When the incident first began, Wilson maintained that her comments were precisely about the sexualization of young women and femmes’ bodies, particularly by film cameras that recreate a lurid, typically male, gaze. Further, she found it appalling that Stenberg, a queer woman, would attack Wilson, a lesbian, with a seemingly homophobic statement implying a gay woman couldn’t keep her eyes off of the young ladies onscreen.
Stenberg, for her part, maintains that the initial DM was just a little joke. In a giggly Instagram story, Stenberg explained that she felt a fellow queer woman would understand the deadpan humor and they’d share a laugh. “I thought it was hilarious,” she says. “I thought because Lena is gay, I am also gay, I thought as gay people we would both find this comment funny.” She later adds that she was confused Wilson would decide to publish the exchange rather than laugh along with her.
Further, Stenberg admitted that she did tire of people talking about her body. She said, “The amount of commentary I receive on my boobs is so extreme, and this has happened since I was a teenager.” A fair point, although Wilson’s original review does not specify whose “cleavage,” making it appear more like a commentary on the commodification of women’s bodies in the abstract rather than a comment on any person in particular. And yet. But still.
Since this all went down, Stenberg has seemingly moved on. She posted her IG story and seems to have closed the book. Wilson, through her voluntary dissociation with social media, seems to have likewise put a climax to her portion of the tale. But what’s important to me is what happened in the juicy middle, the series of complications that led to these final acts in two people’s very divergent personal narratives.
For the record, I side largely with Wilson, since it is her right and job to post her views about any particular film. An actor’s job is to perform as best as they can on screen and on stage. They absolutely have the right to slide into critics’ DMs, but I’d advise against it, as it seems petty as all hell.
Stenberg’s “joke” is the product of someone annoyed with years of unfair and unwarranted commentary on her personhood, or lack thereof in the eyes of those objectifying her. That is entirely understandable — therefore forgivable, which is probably why most of social media is on her “side.” Frustration with a real problem does not mean you get to project intentions into a person’s actions when these intentions clearly aren’t there.
Stenberg and her fans can’t say Wilson is sexualizing her when her original comments serve to lampoon that very act. The same goes for Wilson calling Stenberg “homophobic.” Obnoxious? Sure. Childish? Maybe. If the joke defense is true, she’s most likely just tone-deaf — a twenty-something who hasn’t grasped that not everyone gets internet irony when it comes from a complete stranger.
But, for the love of all that is good, stop overusing buzzwords until they’ve lost all meaning. Both parties should know that that is the main point of the film in question. Retaliatory accusations of homophobia, sexualization, and even, from other commentators, misogynoir serve no purpose other than to obfuscate what really happened. Stenberg sent a tone-deaf DM, and Wilson couldn’t let it go.

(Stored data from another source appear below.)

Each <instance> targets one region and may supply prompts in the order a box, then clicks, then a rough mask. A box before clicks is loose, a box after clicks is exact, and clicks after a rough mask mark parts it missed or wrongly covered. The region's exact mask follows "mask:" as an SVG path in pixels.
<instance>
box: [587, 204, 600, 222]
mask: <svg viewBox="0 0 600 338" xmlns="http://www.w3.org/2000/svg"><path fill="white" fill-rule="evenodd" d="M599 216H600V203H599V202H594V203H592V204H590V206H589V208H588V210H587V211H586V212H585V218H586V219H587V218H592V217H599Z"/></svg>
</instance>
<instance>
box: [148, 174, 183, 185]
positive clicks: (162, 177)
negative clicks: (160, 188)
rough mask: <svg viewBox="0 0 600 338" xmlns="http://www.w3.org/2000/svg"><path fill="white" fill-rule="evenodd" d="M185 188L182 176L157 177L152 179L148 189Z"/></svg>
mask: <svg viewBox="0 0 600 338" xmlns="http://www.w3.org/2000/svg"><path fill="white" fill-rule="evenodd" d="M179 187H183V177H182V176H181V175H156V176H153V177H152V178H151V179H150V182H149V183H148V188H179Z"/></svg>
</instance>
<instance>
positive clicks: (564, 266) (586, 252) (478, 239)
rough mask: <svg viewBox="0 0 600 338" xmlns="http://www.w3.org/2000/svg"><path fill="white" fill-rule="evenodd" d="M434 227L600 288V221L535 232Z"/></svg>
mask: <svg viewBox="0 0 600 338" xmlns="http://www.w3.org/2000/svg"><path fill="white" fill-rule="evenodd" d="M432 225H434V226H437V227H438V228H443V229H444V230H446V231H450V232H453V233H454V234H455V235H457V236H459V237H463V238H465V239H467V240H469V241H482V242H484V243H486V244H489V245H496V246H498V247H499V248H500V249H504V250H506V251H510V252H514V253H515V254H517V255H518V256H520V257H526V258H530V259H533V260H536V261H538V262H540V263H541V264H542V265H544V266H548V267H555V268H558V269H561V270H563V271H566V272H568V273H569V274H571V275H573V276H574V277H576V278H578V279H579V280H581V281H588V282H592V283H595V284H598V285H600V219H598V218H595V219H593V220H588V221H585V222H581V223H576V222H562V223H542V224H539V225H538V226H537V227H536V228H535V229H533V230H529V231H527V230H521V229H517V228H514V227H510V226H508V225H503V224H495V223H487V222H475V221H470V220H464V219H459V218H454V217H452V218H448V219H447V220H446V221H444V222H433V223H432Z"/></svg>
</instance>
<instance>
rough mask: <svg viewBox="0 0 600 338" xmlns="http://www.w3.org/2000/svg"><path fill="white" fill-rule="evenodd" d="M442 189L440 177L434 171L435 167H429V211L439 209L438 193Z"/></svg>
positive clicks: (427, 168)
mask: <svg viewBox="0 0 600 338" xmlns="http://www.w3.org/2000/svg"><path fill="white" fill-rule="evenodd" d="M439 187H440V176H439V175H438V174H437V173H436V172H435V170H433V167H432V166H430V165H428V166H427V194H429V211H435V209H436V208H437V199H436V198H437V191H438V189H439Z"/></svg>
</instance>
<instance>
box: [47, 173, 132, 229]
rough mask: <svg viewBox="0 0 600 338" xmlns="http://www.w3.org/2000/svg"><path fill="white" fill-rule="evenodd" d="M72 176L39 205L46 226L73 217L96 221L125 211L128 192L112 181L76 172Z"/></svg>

Both parties should’ve known from the jump the best thing either could have done would be to read something strange or critical, assess how the message or article made them feel, and move on. Using TikTok to plead your case with teenage Twitter stans with nothing better to do than to harass you off the internet is a waste of time. It’s actually wild. But so is personally responding to innocuous statements about the grossness of the film industry. In the end, this is the story of two people lacking a bit of social acuity.
Now, if you’ll excuse me, I must respond to the expletive-filled emails Bryan Cranston just sent me.